Meio século atrás, no programa "A Hora da Buzina", de Chacrinha, "acontecia" quem inserisse primeiro no nariz um carretel de linha. O pano de fundo popularesco permitiu à emergente indústria da televisão granjear uma audiência de migrantes de primeira e segunda gerações nas periferias urbanas do Sul. Podia-se receber como prêmio um quilo de bacalhau ou um eletrodoméstico.
No palanque evangélico, a obtusidade ficou à demanda de um sentido. Exceto a garantia: fazer acontecer. À primeira vista, nada. Mas a mente aberta divisa uma lógica por trás desse tipo de ação, que tem tanto a ver com o cardápio de linguagem da extrema direita quanto com a semiose do espetáculo grotesco. "Acontecer" frente às câmeras de tevê era arranhar a superfície dos bons modos por meio de encenações que incitavam à hilaridade e excediam quase sempre as convenções do bom gosto.
Essa estética do rebaixamento, incipiente estratégia comunicacional da televisão, conheceu o auge no programa do Chacrinha e em correlatos de menor talento.
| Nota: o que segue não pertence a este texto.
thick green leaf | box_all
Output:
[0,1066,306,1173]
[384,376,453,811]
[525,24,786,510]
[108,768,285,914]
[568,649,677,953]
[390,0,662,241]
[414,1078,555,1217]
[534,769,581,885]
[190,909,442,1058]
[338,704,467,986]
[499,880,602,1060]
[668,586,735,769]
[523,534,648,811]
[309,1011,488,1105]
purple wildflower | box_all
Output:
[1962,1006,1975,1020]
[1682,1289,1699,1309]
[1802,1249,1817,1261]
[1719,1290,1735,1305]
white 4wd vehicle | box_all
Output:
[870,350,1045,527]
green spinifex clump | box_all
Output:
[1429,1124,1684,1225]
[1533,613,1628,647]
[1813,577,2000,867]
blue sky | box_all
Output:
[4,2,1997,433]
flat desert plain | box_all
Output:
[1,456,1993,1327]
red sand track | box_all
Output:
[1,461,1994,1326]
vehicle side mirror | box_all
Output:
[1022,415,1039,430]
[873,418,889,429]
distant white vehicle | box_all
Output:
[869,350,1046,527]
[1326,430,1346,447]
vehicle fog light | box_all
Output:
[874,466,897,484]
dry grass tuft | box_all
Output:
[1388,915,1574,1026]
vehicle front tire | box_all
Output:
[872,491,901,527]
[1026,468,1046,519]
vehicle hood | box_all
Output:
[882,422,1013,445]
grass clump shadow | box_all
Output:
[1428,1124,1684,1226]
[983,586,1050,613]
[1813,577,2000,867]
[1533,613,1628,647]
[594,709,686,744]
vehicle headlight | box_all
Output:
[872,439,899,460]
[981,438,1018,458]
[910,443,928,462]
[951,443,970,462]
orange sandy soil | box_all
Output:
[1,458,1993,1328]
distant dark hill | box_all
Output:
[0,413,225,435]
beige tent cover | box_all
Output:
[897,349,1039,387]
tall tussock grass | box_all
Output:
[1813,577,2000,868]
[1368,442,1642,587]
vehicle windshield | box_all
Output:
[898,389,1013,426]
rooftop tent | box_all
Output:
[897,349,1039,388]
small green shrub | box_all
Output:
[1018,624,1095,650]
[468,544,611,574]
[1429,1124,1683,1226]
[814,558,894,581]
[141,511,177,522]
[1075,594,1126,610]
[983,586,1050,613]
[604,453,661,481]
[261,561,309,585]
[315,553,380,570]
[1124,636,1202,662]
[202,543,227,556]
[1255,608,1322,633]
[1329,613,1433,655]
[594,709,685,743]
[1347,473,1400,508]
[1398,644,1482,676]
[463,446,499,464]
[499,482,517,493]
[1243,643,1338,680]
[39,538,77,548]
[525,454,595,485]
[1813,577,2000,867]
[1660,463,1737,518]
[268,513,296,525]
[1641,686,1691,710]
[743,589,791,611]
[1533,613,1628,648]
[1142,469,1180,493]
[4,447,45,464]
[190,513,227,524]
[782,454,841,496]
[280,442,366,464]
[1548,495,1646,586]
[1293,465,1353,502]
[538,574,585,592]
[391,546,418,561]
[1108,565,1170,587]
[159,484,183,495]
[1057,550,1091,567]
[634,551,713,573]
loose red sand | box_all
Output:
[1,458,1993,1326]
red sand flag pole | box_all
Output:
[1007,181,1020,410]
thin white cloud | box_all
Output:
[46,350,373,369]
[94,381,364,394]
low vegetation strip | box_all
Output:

Mas funciona hoje também como lógica de contato da ultradireita com seguidores. Primeiro, com pretensa simplicidade pessoal: humildade de exibir deficiências, ignorância subindo à cabeça, clichês cristológicos. Segundo, em vez de alegria, ódio ativado por algoritmos.
Nessa lógica, dispor de apenas um olho não seria contingência, mas a essência de alguém. Escondendo a prótese, sem devolvê-la, a dama estaria comunicando algo essencial de uma identidade supostamente desinformada aos olhos da audiência. Teria feito "acontecer" uma verdade. Acompanhada de outra acólita, poderia pedir que narrasse a subida de Cristo na goiabeira. Ou, pulando, falaria em línguas com ministro terrivelmente evangélico.
Tudo adequado à fórmula originária. A diferença é que o grotesco televisivo nada escondia, era mera bufonaria à vista. Já os franca-tripas e as prima-donas de agora servem de tapa-olho a tenebrosas transações, civis e militares. Reluzem ouro e diamantes. Chacrinha buzinaria: "Roda!" Mas já existe convocação policial em curso. Por isso, na sabença ácida das massas, circula o leonino "acontece sempre de manhã cedo (Federais, 171:0)".